"El anarquismo se consideraba siempre en vísperas de un cambio total, de una revolución completa"
La familia del anarquista el día de su ejecución. Conciencia tranquila. 1897. Óleo sobre lienzo. 310 x 221,5 cm. Museo de Bellas Artes de Asturias. Oviedo.
Aurora roja. Pío Baroja (6)
Reaparece don Alonso, El Titiri, viejo amigo titiritero y aventurero de las novelas anteriores, hecho todo un policía de verdad. Antes de llegar a guardián del orden vocea el cinematógrafo del señor Salomón que, a cambio de sus voces, le da vestido y comida regular. Vivía este señor Salomón con su mujer y dos hijas y no era feliz, pues como sentenciaba el Salomón de la biblia: “La mujer es más amarga que la muerte”. En un pueblo camino de Murcia, las fuerzas vivas de la localidad los apedrean y tienen que correr por unos problemas de censura. Lo llevan preso a Madrid y se libra de la cárcel con la condición de hacerse policía y pillar al Bizco que ha vuelto a matar. La víctima ahora es La Galga. Afectado de los males del tifus, muere. Como no tiene padre, ni madre, ni perrito que le ladre, lo tiran a un hoyo “ante la mirada azul, clara y serena del cielo”. Pero qué mala muerte le da a este personaje tan entrañable don Pío, no se merece este final.

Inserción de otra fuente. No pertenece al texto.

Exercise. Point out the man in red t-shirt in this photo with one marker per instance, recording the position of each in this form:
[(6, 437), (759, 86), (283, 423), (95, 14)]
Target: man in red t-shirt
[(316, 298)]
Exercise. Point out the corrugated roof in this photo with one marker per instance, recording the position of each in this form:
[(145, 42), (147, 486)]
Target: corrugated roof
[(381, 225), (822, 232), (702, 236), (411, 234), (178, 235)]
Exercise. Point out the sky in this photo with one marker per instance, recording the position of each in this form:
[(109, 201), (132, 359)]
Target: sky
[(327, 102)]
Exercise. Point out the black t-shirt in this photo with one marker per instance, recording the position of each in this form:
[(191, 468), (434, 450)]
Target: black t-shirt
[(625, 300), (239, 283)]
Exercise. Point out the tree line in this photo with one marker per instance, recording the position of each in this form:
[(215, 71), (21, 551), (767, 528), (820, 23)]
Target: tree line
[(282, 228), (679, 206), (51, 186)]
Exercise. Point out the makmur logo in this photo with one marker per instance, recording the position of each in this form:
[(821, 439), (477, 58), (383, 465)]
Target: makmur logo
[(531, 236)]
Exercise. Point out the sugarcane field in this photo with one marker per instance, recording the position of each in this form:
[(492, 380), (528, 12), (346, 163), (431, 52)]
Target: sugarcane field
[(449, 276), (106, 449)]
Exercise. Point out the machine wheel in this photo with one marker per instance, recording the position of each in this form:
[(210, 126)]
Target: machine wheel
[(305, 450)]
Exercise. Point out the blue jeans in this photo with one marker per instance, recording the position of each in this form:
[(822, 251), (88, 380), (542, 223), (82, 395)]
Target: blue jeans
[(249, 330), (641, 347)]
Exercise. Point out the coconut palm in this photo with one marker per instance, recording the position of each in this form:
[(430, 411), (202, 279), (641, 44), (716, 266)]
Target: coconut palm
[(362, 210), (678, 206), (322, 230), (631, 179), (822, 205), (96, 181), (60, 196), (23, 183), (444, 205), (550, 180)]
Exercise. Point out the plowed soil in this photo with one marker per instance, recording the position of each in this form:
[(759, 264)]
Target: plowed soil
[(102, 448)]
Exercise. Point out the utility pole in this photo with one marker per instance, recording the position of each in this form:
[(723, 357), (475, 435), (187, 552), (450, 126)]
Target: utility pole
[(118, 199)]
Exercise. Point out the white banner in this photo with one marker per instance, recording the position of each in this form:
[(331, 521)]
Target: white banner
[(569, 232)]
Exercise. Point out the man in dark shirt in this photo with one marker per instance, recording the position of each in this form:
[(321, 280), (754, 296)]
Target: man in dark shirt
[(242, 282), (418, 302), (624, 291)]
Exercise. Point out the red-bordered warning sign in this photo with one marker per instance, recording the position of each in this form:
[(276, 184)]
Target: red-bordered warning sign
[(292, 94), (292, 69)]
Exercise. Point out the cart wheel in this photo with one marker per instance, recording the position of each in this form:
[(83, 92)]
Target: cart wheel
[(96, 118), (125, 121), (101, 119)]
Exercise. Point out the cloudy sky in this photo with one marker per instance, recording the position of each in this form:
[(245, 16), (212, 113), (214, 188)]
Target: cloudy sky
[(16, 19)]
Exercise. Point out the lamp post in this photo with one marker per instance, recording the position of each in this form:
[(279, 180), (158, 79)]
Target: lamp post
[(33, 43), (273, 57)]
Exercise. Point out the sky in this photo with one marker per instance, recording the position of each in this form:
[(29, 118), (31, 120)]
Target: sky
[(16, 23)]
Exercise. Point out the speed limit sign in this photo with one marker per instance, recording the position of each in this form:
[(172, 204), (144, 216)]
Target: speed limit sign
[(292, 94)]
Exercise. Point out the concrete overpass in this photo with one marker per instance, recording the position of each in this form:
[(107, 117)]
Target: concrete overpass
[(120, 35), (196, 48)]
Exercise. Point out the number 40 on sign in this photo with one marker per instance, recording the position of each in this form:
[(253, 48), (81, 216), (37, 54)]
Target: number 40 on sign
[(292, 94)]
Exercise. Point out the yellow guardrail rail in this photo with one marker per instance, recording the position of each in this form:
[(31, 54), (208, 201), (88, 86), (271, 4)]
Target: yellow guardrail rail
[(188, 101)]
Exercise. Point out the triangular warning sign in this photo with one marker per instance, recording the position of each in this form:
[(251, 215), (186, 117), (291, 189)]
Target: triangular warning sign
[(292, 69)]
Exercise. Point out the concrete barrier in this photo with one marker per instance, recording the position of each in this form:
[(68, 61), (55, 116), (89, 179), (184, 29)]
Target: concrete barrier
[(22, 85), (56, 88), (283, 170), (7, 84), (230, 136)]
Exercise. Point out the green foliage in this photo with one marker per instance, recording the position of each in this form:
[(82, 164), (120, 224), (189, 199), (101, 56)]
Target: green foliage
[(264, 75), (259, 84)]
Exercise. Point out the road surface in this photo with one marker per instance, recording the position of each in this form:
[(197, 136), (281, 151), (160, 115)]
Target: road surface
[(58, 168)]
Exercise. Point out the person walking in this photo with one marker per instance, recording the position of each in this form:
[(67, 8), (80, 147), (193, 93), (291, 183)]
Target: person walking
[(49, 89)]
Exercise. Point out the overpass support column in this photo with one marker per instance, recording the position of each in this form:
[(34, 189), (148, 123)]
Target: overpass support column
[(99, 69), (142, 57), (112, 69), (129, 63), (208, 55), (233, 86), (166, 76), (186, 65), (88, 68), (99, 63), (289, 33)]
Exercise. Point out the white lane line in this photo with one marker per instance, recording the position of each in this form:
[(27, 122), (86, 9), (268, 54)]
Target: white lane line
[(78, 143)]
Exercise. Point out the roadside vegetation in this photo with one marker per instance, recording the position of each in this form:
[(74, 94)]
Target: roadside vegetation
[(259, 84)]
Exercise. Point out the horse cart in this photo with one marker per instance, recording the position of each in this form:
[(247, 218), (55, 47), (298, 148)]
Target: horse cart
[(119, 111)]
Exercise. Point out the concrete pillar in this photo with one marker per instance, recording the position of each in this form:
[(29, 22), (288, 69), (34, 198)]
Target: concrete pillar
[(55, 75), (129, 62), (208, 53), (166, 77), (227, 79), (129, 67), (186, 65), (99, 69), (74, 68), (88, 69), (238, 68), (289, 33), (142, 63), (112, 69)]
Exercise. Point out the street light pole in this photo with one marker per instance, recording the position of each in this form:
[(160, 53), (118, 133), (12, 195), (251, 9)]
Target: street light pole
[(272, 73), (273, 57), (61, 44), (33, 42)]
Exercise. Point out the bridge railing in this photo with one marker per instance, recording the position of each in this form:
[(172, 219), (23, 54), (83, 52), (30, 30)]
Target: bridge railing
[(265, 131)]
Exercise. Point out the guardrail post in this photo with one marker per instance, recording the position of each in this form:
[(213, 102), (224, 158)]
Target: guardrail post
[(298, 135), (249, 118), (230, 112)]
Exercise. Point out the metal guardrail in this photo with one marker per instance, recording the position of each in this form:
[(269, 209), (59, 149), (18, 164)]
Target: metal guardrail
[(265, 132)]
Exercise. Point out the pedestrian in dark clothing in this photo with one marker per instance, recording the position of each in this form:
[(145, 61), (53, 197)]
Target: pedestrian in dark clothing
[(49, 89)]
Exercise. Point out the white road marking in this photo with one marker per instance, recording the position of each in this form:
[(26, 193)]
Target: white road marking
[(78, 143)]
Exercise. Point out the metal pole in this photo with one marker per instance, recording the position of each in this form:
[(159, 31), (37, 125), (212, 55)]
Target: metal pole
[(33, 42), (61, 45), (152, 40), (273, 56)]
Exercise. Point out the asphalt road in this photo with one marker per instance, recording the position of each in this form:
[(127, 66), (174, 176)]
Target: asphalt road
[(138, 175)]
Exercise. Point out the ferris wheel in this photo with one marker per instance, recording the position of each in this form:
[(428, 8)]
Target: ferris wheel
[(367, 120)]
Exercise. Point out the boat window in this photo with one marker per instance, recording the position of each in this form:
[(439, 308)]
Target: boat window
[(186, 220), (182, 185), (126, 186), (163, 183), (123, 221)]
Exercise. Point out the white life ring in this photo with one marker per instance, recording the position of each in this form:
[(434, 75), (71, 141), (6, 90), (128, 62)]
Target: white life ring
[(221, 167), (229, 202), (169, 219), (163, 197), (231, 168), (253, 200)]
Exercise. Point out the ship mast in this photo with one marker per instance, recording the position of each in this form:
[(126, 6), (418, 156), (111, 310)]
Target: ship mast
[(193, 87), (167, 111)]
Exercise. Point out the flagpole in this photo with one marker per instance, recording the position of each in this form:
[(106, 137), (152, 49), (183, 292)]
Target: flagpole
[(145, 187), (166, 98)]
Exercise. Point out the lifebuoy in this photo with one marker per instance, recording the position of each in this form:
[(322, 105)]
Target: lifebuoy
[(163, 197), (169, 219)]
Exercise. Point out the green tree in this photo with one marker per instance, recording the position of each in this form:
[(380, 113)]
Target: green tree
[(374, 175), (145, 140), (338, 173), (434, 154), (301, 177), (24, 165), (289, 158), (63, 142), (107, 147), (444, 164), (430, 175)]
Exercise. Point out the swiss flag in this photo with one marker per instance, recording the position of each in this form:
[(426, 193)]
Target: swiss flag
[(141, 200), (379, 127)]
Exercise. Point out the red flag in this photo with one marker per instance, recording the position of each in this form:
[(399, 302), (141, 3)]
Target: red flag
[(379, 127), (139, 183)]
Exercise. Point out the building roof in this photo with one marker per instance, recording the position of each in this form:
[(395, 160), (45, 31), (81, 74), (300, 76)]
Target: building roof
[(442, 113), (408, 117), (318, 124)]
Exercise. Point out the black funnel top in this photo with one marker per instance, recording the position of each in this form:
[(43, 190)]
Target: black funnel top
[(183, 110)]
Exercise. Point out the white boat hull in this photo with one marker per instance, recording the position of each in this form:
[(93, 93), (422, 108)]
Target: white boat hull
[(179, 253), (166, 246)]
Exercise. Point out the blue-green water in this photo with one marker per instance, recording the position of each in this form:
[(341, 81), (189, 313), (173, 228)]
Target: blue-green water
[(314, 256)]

Existe en Madrid un edificio noble de pasillos trazados a lo largo y amplias galerías que alberga a la vieja dama de los ojos vendados, adusta y severa, ataviada con toga negra y encargada de impartir justicia entre los agraviados y agraviadores de la sociedad, siempre rodeada por un manojo de “curiales, alguaciles, escribanos, relatores, prestamistas, corredoras de alhajas, hombres buenos, abogados de fama y abogados de poyete..., una larga procesión de sacacuartos y escamoteadores” que le quitan la venda de sus ojos de gata para desvirtuar las escrituras del libro de la ley con más interpretaciones que la biblia.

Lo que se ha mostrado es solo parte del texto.